Today we’re introducing User Behavior, a new section in Witnes that automatically surfaces conversion signals. No configuration, no event tagging, no funnel setup. Just open the page and see what’s happening.

What is a conversion?

In Witnes, a conversion happens when the same browser that was tracked anonymously later calls identify() with a real user ID. Witnes matches the anonymous sessions to the identify call using the browser fingerprint, then groups them under a single conversion event.

That grouping is your conversion.

What you can see

Key metrics

At the top of the Conversions page you get three numbers:

  • Total conversions — the number of distinct conversion events in the selected period
  • Conversion rate — what percentage of your anonymous visitors actually converted
  • Median time to convert — how long it typically takes from a visitor’s first page load to the moment they identify

Expand the card to see a daily bar chart of conversion volume over time.

Individual conversion journeys

Below the metrics is a table of every conversion in the period, sortable by sessions, recency, and time to convert. Click any row and you see the pages that visitor browsed before they identified — broken down by session, with timestamps, so you can see exactly which tab they had open and in what order they navigated.

A visitor who opens multiple tabs on the same day will show one session per tab — each with its own set of pages, timestamped so you can follow the order.

This is the kind of context that turns a conversion rate into something actionable. If most visitors convert in a single session and land directly on your pricing page, that tells you something very different than if they take three days and multiple tabs to get there.

How it works — and what privacy costs us

Witnes is built around a hard constraint: no cookies, no persistent identifiers, no cross-session fingerprinting. That makes it safe to deploy without a consent banner, but it also means the conversion data you get here is less complete than what you would see from a traditional analytics platform that tracks users across days and devices.

Here is what that means in practice.

Session IDs live in sessionStorage, which is scoped to a single browser tab and wiped when the tab is closed. There are no cookies, no localStorage entries, nothing that survives a browser restart. Each new tab is a fresh session. This is why no consent banner is needed — there is nothing to consent to.

Browser fingerprints rotate daily. To recognise that two page loads came from the same browser without storing a persistent ID, Witnes generates a daily fingerprint using a salt that changes every 24 hours. This means anonymous sessions can only be linked to a conversion that happens on the same day. A visitor who browses your site on Monday and signs up on Wednesday will not have their Monday sessions attributed — their Wednesday sessions will, but the cross-day journey is lost. Other platforms would track this with a persistent cookie. We don’t.

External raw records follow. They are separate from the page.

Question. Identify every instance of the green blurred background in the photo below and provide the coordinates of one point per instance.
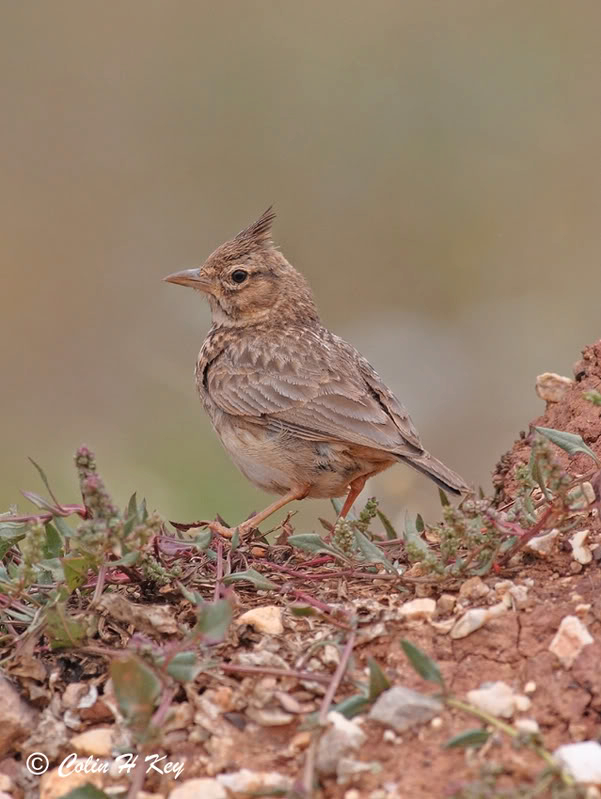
(436, 171)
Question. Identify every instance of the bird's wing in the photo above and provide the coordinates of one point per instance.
(312, 385)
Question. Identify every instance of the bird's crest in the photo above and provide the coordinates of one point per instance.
(259, 233)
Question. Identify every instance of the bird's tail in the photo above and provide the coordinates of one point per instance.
(444, 477)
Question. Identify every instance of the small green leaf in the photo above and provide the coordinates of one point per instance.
(54, 543)
(63, 630)
(252, 576)
(132, 506)
(569, 442)
(202, 540)
(337, 504)
(352, 706)
(300, 610)
(76, 571)
(63, 528)
(54, 566)
(593, 396)
(184, 666)
(378, 681)
(214, 618)
(311, 542)
(472, 739)
(422, 664)
(371, 552)
(416, 547)
(127, 560)
(39, 501)
(42, 474)
(386, 524)
(137, 689)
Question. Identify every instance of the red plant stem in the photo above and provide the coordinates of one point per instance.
(320, 575)
(528, 535)
(337, 678)
(219, 576)
(319, 561)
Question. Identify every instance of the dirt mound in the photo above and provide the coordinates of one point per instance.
(573, 413)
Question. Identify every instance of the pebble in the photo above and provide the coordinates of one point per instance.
(266, 619)
(445, 604)
(529, 726)
(244, 782)
(17, 718)
(342, 736)
(552, 387)
(580, 552)
(569, 640)
(192, 789)
(418, 609)
(473, 588)
(582, 760)
(496, 698)
(401, 708)
(54, 785)
(98, 742)
(543, 545)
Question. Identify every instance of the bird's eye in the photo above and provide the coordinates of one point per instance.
(239, 276)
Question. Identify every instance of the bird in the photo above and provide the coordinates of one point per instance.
(299, 410)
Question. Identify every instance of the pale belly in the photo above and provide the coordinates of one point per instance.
(281, 463)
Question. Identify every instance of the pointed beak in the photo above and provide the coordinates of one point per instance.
(191, 278)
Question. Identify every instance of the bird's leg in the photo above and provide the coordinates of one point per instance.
(355, 488)
(255, 521)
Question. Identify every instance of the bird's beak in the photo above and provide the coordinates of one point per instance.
(191, 278)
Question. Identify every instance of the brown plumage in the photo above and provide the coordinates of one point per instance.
(300, 411)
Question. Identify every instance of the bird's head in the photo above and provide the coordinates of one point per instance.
(247, 280)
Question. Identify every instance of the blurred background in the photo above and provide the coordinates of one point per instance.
(437, 176)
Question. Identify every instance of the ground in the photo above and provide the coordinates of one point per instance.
(228, 718)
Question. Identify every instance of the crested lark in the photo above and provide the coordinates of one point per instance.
(300, 411)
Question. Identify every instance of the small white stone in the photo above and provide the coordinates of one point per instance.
(522, 703)
(418, 608)
(266, 619)
(244, 782)
(529, 726)
(569, 640)
(473, 588)
(98, 742)
(552, 387)
(476, 617)
(496, 699)
(192, 789)
(445, 603)
(341, 737)
(53, 784)
(582, 760)
(580, 552)
(543, 545)
(519, 594)
(589, 493)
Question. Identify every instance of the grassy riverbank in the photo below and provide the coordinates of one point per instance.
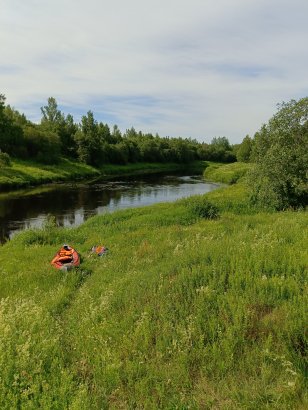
(25, 173)
(184, 311)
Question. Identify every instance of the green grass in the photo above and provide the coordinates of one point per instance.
(226, 173)
(184, 312)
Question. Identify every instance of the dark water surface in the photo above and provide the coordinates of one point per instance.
(73, 203)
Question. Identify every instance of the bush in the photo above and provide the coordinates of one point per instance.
(5, 160)
(280, 151)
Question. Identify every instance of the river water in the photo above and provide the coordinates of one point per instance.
(73, 203)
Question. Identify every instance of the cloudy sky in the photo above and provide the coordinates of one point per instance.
(190, 68)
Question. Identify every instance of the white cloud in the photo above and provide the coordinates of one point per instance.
(198, 68)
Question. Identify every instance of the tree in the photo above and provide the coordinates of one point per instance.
(52, 117)
(89, 141)
(280, 151)
(243, 151)
(11, 134)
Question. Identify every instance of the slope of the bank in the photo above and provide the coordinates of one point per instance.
(183, 312)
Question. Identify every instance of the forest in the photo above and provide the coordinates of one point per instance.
(95, 143)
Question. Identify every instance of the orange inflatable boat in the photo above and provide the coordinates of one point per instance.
(66, 258)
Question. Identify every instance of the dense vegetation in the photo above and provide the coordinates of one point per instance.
(280, 151)
(199, 304)
(94, 143)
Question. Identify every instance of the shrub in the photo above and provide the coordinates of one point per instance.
(280, 151)
(5, 160)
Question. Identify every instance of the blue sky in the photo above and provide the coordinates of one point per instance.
(195, 68)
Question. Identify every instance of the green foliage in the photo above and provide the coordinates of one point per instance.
(43, 146)
(244, 150)
(184, 312)
(5, 160)
(280, 151)
(201, 207)
(11, 135)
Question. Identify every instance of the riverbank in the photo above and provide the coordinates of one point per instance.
(183, 312)
(24, 173)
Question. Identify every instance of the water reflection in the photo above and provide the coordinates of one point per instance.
(72, 204)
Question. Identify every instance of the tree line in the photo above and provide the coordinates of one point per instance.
(278, 151)
(95, 143)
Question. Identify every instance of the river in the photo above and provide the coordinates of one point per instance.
(73, 203)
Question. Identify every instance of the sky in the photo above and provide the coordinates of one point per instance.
(180, 68)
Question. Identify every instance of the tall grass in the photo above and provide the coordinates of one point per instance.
(185, 311)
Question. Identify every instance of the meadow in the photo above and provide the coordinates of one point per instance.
(199, 304)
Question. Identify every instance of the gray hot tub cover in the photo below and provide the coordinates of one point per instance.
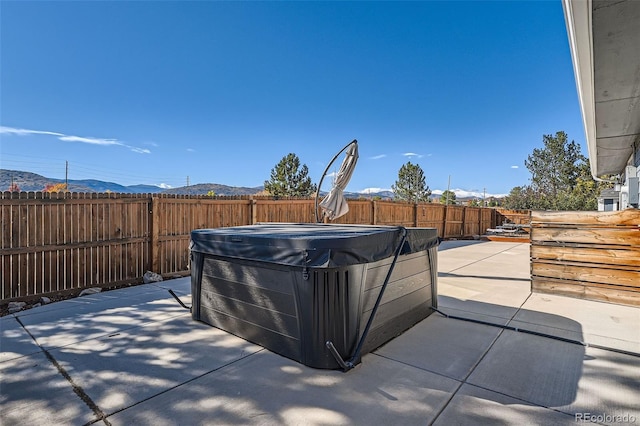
(310, 245)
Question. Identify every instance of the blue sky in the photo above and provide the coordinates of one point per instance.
(218, 92)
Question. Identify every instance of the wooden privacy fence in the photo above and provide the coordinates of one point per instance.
(61, 242)
(590, 255)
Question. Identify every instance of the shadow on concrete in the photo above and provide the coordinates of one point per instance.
(146, 366)
(492, 278)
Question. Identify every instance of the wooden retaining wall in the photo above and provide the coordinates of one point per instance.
(589, 255)
(61, 242)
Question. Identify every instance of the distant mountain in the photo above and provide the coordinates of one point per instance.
(28, 181)
(218, 189)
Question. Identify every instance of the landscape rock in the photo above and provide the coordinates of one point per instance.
(88, 291)
(151, 277)
(16, 306)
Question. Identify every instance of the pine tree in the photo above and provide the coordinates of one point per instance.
(411, 184)
(448, 197)
(289, 179)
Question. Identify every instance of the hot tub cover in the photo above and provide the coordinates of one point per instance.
(310, 245)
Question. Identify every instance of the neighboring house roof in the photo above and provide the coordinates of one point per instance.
(604, 36)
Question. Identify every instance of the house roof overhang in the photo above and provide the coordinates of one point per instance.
(604, 37)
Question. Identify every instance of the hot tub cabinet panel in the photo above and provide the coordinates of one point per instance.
(292, 305)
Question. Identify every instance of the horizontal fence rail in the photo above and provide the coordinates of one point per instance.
(589, 255)
(57, 243)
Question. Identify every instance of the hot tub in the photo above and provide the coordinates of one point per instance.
(292, 288)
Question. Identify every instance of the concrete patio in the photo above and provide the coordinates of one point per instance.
(134, 356)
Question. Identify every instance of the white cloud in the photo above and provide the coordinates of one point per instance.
(71, 138)
(92, 141)
(25, 132)
(138, 150)
(463, 193)
(372, 190)
(412, 154)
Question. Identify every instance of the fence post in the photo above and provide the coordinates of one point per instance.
(463, 228)
(374, 213)
(444, 221)
(253, 211)
(154, 247)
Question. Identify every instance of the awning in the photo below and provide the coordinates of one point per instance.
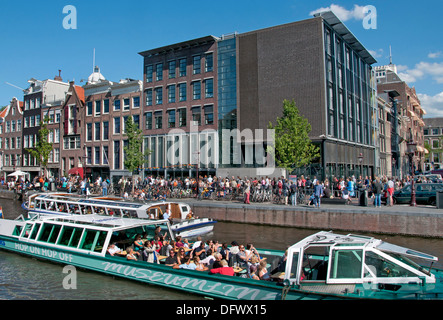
(75, 171)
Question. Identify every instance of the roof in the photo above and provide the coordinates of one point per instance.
(347, 35)
(339, 240)
(179, 46)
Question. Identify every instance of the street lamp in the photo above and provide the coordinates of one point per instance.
(411, 148)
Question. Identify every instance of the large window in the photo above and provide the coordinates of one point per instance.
(149, 72)
(196, 64)
(196, 90)
(182, 67)
(182, 91)
(171, 69)
(159, 72)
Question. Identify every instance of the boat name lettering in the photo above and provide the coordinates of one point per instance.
(185, 282)
(44, 252)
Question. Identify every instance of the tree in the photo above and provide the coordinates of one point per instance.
(134, 156)
(292, 148)
(42, 148)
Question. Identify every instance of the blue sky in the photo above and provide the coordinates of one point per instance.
(34, 44)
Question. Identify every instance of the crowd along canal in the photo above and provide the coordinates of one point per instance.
(25, 278)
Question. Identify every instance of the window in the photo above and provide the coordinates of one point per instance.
(209, 88)
(182, 67)
(105, 154)
(98, 106)
(196, 116)
(89, 108)
(149, 72)
(348, 264)
(171, 93)
(171, 68)
(182, 117)
(171, 119)
(196, 64)
(149, 97)
(88, 155)
(116, 154)
(105, 130)
(117, 125)
(97, 131)
(209, 62)
(159, 72)
(158, 120)
(136, 120)
(126, 104)
(182, 92)
(68, 142)
(148, 121)
(89, 132)
(96, 155)
(196, 90)
(159, 95)
(209, 114)
(135, 102)
(117, 105)
(106, 106)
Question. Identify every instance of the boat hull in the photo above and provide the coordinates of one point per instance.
(201, 283)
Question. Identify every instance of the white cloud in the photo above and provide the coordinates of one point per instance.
(357, 13)
(422, 70)
(376, 53)
(434, 55)
(433, 105)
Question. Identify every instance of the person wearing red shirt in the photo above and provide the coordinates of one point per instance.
(224, 269)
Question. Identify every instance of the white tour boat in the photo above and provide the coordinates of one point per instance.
(183, 223)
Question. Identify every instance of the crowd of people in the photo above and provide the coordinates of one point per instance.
(210, 256)
(299, 189)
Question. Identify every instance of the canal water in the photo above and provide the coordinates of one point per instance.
(23, 278)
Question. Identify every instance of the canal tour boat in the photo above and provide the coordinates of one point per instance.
(322, 266)
(67, 204)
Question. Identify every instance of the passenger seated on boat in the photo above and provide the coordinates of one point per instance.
(200, 251)
(171, 260)
(138, 243)
(225, 252)
(209, 260)
(217, 262)
(131, 254)
(113, 249)
(225, 269)
(188, 264)
(181, 255)
(148, 253)
(263, 273)
(252, 272)
(200, 265)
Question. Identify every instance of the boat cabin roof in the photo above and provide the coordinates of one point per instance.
(95, 220)
(338, 240)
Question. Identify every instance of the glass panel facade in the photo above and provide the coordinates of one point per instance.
(227, 99)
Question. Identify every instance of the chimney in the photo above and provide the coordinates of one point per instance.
(58, 78)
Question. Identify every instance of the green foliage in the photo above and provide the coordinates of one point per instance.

We never link a guest to a user. When a conversion is detected, the anonymous sessions are grouped under a neutral ID — not your user’s account, not their email, not any identifier you passed to identify(). The grouping is one-way. You can see that someone converted and what they browsed before they did, but Witnes cannot tell you which specific user it was. This is intentional.

The result is that conversion numbers here will likely be lower than reality — some visitors take longer than a day to convert, and those are not captured. What is captured is accurate, private, and requires no legal framework to justify collecting it. For most products, that is a reasonable trade.

No new instrumentation required.

Getting started

If you are already using identify() in your tracker snippet, conversions are being tracked right now. Open User Behavior in the sidebar and switch to the Conversions tab.

If you are not yet calling identify(), see the Identifying Users section of the integration guide for the exact call and where to place it.

That is all it takes. Witnes handles the rest.